Chlorambucil is a well-tolerated cytotoxic agent in cats and can be dosed at 2-6 mg/m2 PO q24 h until remission, and is then tapered.  Patients should be monitored for GI side effects and myelosuppression.

Cyclosporine is an immunosuppressant that inhibits T cell function by interfering with IL-2 production by T lymphocytes.  It may be useful in cats with refractory IBD at a dose of 5 mg/kg q12-24h, however, controlled studies evaluating its effectiveness in this patient population are needed.

Adjunctive therapies

For patients with cobalamin deficiency, cobalamin can be administered at 250 ug/cat SC q7d for 6 weeks, then every other week for 6 weeks, followed by one more dose after 4 weeks.  Levels (4 weeks after the last dose) should be rechecked to guide necessity of long-term supplementation.  Response to treatment of IBD may be suboptimal if cobalamin deficiency is not corrected.

Probiotics are viable non-pathogenic bacteria or yeast that, when given orally, are resistant to gastric degradation.  They exert a positive influence by modulating gut flora, inhibiting colonization by pathogenic bacteria, and by inhibiting translocation of bacteria across the gut wall.  A number of studies in dogs and cats using specific organisms have demonstrated reduced fecal clostridial counts and/or reduction of diarrhea.  A reduction in these luminal bacterial could have theoretical benefit in the management of IBD patients.  However, the effect of probiotics is strain and dose dependent.

Omega-3 polyunsaturated fatty acid supplementation has shown improvement in maintenance of remission in human patients with Crohn's disease and their use has been proposed as an adjunctive therapy in feline IBD patients.  Benefits are thought to be derived from decreased production of pro-inflammatory leukotriene (e.g., LTB4) as well as reduction in cytokine-induced intestinal permeability defects.  Benefits in feline IBD remain unproven.  Unpleasant taste and development of diarrhea can be a problem.  

Prognosis

Prognosis for control of signs is good to guarded.  Control of signs is possible in most cats, however, periods of exacerbation are possible.  Some patients remain refractory to treatment.  Treatment failures can result from lack of owner compliance with treatment recommendations, presence of a concurrent disease, or an incorrect diagnosis.  Common concurrent conditions include cobalamin deficiency, occult parasitism, pancreatitis, cholanghiohepatitis, and hyperthyroidism.
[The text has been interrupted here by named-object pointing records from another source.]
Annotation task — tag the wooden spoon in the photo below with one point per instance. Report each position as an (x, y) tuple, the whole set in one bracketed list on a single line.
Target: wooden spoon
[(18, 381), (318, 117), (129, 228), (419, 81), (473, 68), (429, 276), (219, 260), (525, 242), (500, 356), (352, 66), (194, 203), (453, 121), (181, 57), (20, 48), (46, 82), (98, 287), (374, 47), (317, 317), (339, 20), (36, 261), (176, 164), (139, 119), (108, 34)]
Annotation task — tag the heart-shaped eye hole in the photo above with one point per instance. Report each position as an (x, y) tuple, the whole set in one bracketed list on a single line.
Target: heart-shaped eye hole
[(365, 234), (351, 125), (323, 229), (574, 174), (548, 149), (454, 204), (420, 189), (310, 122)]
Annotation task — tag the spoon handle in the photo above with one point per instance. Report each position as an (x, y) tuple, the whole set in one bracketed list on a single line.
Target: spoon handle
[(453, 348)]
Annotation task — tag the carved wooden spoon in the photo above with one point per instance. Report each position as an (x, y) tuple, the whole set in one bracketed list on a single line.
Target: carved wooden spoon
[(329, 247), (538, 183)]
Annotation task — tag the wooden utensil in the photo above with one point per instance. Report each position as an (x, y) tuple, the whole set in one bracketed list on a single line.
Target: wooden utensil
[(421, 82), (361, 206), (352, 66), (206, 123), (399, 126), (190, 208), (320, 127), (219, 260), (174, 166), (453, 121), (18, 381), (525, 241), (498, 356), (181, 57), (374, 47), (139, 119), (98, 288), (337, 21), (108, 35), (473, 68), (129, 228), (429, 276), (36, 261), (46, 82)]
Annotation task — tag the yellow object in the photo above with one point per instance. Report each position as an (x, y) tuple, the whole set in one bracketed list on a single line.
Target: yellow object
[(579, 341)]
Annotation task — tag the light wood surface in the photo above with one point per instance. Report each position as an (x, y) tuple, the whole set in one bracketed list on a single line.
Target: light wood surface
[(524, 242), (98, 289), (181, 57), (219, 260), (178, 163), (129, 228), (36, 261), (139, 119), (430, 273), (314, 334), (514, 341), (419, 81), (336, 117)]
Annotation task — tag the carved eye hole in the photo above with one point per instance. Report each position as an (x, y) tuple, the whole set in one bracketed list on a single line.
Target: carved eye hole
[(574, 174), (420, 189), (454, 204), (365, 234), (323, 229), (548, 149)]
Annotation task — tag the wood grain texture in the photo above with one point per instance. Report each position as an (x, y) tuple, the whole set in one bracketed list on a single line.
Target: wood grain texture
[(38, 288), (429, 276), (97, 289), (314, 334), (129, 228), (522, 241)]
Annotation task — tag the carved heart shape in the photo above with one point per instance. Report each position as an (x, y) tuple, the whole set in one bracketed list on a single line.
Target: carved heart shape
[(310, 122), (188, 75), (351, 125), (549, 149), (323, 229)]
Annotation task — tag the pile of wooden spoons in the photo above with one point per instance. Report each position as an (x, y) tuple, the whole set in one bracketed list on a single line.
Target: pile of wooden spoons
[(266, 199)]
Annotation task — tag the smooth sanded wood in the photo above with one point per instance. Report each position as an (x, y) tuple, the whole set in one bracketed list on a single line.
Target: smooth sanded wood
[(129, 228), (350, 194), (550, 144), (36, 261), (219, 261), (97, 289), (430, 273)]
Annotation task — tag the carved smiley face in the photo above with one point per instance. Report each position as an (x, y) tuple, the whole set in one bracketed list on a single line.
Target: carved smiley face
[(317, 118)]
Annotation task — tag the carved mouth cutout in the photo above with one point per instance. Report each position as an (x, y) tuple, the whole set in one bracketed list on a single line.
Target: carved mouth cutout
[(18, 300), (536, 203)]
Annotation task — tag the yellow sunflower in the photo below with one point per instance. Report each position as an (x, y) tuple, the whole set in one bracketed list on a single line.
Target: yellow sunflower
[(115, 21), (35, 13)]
Small cell gi lymphoma (low-grade lymphocytic lymphoma)

Commonly reported signs are weight loss (83%), vomiting (73%), anorexia (66%), and diarrhea (58%) and can mimic those in IBD patients.  Low cobalamin concentrations are common (78%) and levels should be measured in all patients with suspected or confirmed IBD or lymphoma.  In one study of 41 cats with lymphocytic lymphoma, the gastrointestinal tract was the only involved organ in 68% of cats. In other cats, lymphoma was also detected in abdominal lymph nodes or the liver. In 2 cats the liver was the sole organ involved.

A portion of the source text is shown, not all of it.